The sun is struggling through the grey. Some is better than none. The greenhouse feels amazingly warm at just a little above 10℃. I had to shovel or wade through the deep snow to get to its door. I shoveled. The snow was wet and heavy. It was good exercise. I filled a bucket and added it to the half pail of water inside. Then I filled the bucket again. It will melt down for more watering the beds and seedlings. I hope this will be the last snowfall till next winter. The forecast says flurries are expected to start in 38 minutes. But just now the sun burst through the grey as if to say, No!

Needless to say, the weather and life are a bit strange these days. I feel as if I am living in Margaret Atwood’s science fiction. It would be nice that I’m just having a bad dream. It would be wonderful if when I wake up, there’s no snow and no climate change, no Donald Trump, Pete whatshisname, Kash Patel and all their gang. I wonder if that’s too much to ask for.

Mad as a Hatter

I’m still mad as hell, breathing fire and brimstone, that the world is not according to how I would like it. I feel like bashing my head on the desk. Who do I think I am anyways that I could put in such an order? When has anybody listened and heard me? Perhaps that’s what infuriates me the most, my insignificance and helplessness.

There! I’ve said it outloud. I’m feeling better. It’s like getting a bit of oxygen when you’re gasping for air. I’m feeling like Alice, falling down the rabbit hole. Sometimes I feel like I’m going mad. Wonderland would be a good place to be in for a mind break. I could have tea with the Mad Hatter, March Hare and Door Mouse and talk nonsense.

I really enjoy these wonderful lines.

From Alice.

  • “I can’t go back to yesterday because I was a different person then.” 
  • “What is the use of a book,’ thought Alice, ‘without pictures or conversations?” 
  • “I give myself very good advice, but I very seldom follow it.” 
  • “Curiouser and curiouser!” 

From the Mad Hatter & March Hare:

  • “Why, sometimes I’ve believed as many as six impossible things before breakfast.” 
  • “If you knew Time as well as I do… you wouldn’t talk about wasting it.” 
  • “Begin at the beginning,’ the King said, very gravely, ‘and go on till you come to the end: then stop.” 
  • “You used to be much more… muchier.

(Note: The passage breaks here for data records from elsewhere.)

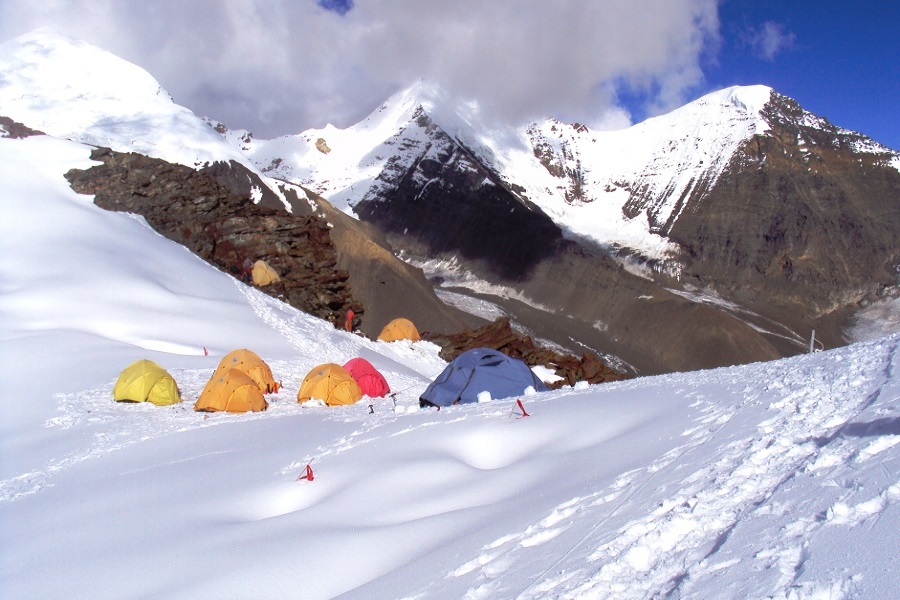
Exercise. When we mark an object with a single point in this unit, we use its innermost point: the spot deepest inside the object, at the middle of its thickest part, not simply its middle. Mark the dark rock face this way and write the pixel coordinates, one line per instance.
(436, 193)
(500, 336)
(798, 218)
(223, 228)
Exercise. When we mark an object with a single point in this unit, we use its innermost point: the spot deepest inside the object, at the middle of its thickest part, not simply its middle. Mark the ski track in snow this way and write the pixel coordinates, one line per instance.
(675, 545)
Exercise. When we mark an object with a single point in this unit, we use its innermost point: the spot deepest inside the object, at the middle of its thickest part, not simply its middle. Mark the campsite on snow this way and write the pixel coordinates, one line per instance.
(169, 427)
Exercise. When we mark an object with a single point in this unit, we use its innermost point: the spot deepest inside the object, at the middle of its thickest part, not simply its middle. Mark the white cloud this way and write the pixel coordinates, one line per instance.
(770, 40)
(278, 67)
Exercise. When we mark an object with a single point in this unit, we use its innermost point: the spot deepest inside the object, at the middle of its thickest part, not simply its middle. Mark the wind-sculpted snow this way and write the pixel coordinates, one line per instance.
(771, 480)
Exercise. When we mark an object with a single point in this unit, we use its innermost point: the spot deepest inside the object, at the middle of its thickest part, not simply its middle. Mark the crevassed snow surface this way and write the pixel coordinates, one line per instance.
(775, 480)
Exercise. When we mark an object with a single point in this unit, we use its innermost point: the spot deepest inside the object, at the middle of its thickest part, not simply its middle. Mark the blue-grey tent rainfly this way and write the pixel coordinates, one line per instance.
(480, 370)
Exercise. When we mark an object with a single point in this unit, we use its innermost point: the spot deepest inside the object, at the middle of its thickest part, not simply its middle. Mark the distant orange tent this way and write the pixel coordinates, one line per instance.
(330, 383)
(262, 274)
(371, 382)
(399, 329)
(231, 390)
(250, 363)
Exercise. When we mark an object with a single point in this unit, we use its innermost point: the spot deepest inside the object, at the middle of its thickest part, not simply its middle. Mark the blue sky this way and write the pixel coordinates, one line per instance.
(840, 60)
(277, 67)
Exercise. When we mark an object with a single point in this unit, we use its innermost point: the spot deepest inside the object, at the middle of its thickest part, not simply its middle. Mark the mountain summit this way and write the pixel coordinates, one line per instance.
(720, 233)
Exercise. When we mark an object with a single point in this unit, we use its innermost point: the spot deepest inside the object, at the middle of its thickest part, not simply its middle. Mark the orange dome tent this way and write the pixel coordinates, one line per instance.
(399, 329)
(330, 383)
(231, 390)
(371, 382)
(250, 363)
(262, 274)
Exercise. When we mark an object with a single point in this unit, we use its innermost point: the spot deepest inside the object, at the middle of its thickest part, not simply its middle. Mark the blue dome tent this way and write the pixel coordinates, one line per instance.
(480, 370)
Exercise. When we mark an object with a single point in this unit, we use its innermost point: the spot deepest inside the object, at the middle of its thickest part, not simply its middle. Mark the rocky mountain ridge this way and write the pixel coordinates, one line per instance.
(721, 233)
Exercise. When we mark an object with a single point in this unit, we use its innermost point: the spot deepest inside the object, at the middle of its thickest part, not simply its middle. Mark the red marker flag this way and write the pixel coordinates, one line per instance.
(522, 408)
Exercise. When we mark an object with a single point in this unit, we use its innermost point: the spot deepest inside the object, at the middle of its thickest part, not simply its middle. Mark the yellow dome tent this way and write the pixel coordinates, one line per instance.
(399, 329)
(146, 381)
(330, 383)
(231, 391)
(250, 363)
(263, 274)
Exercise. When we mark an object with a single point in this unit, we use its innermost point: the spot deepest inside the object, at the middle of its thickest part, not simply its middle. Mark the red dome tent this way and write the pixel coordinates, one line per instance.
(371, 382)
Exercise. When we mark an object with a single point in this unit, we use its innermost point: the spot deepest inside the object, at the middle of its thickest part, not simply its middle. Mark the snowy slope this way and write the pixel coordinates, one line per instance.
(343, 164)
(70, 89)
(621, 189)
(774, 480)
(665, 157)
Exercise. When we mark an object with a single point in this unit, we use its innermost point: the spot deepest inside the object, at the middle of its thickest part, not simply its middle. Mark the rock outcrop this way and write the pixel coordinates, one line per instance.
(190, 207)
(500, 336)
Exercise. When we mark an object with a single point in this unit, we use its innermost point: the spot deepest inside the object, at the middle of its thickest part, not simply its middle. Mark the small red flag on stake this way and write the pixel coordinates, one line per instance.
(522, 408)
(308, 475)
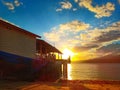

You’ve lost your muchness.” 

From the Cheshire Cat:

  • “We’re all mad here. I’m mad. You’re mad.” 
  • “That depends a good deal on where you want to get to.” 
  • “If you don’t know where you are going, any road can take you there.” 
  • “You may have noticed, I’m not all there myself.” 

I haven’t been all there or here lately myself. But I think I’ve chased the madness out of me. I’m feeling much, much better now. What a relief, eh!